The train ticket being paid for by the State was my first hint that it might not be so. I wasn’t certain until you got to using your husband’s toothbrush and not your own, so pretty much the end.
Hello–recognized as plaisanterie when I read list of items that you were to bring. Had suspicions about veracity when you didn’t state that you were not allowed to defend the allegations in court before being summoned. Interestingly, I have visited the catacombs. Also, I have a true story about being locked in the Paris Metro after midnight with my newly wed wife while on Honeymoon in Europe in 1995. Sans Blague!
You got me!!!! Knowing the French the way I do your predicament was soooo believable!!! Keep up the good work!!
It sounded too good to be true! Way too much fun as a community service project. But I was the April Fool for sure. Good one, Kristin.
I’ve been a subscriber for so long I recognized this from a previous year’s post. But I loved it then and I enjoyed it just as much the second time! Linda
Yes, Linda. I recognized it too and she got me both times!
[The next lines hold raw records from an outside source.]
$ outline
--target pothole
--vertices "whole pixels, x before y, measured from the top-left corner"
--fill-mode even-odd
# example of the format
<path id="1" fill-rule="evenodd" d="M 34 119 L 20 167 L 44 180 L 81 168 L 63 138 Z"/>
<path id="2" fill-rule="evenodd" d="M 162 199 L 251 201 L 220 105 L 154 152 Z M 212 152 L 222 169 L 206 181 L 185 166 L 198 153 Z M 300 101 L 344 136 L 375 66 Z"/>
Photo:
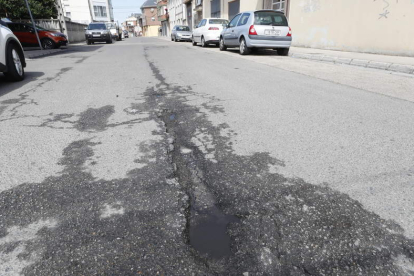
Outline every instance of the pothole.
<path id="1" fill-rule="evenodd" d="M 169 154 L 175 169 L 175 177 L 188 195 L 186 211 L 188 243 L 200 254 L 213 259 L 231 256 L 231 239 L 228 227 L 240 220 L 223 213 L 216 205 L 216 199 L 208 190 L 203 178 L 203 153 L 180 135 L 177 113 L 164 110 L 161 116 L 168 139 Z"/>

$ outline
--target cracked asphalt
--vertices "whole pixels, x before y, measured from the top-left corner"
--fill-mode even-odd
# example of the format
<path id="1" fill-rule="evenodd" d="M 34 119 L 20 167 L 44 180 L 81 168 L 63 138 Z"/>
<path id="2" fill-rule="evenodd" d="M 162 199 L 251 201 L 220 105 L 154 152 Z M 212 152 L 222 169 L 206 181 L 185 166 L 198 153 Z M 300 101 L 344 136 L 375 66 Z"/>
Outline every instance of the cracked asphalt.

You completely had me. Judicial systems can be so weird, and your hurried format really helped. I was so relieved it was fake!
You had me
,I can’t believe I fell for this as I had just recovered from another one from my daughter telling me that she had just purchased a home for far more than she could afford. April Fool! I fretted for a day before I discovered the truth.
Betty
I was already to send you a fresh toothbrush so you would have one for when you would return. I’m not usually so gullible, but I must say you had me all the way through. I felt so bad for you that actually wanted to believe you. Great gag. Thanks for the laugh.
F U N N Y!! As bizzaro as it sounded, I still believed you to the end.
You had me all the way along! Thanks for the fun read! My husband and I really enjoyed it.
Not until you let the cat out of the bag! 🙂
I was fooled to the end! Good one!
Until the toothbrush! I visited the catacombs during one of my tours to France with students – SO glad I did it. The history is amazing. This was in the 90’s and we were told that they were on the verge of being closed due to lack of funds.
good one! you had me fooled until the very end, just when I read ” if you believe this fishy story”….
Brilliant
You rascal!!!
I believe every word. I gasped when I ready they were paying for your train ticket. I also liked the idea of community work vs monetary punishment. haha.
Ha ha ha, you had me until the end (but then again I live in the Ile de France so would believe anything could happen!!
Oh, I think this post is utterly true, and to beleive it is a joke is to deny reality.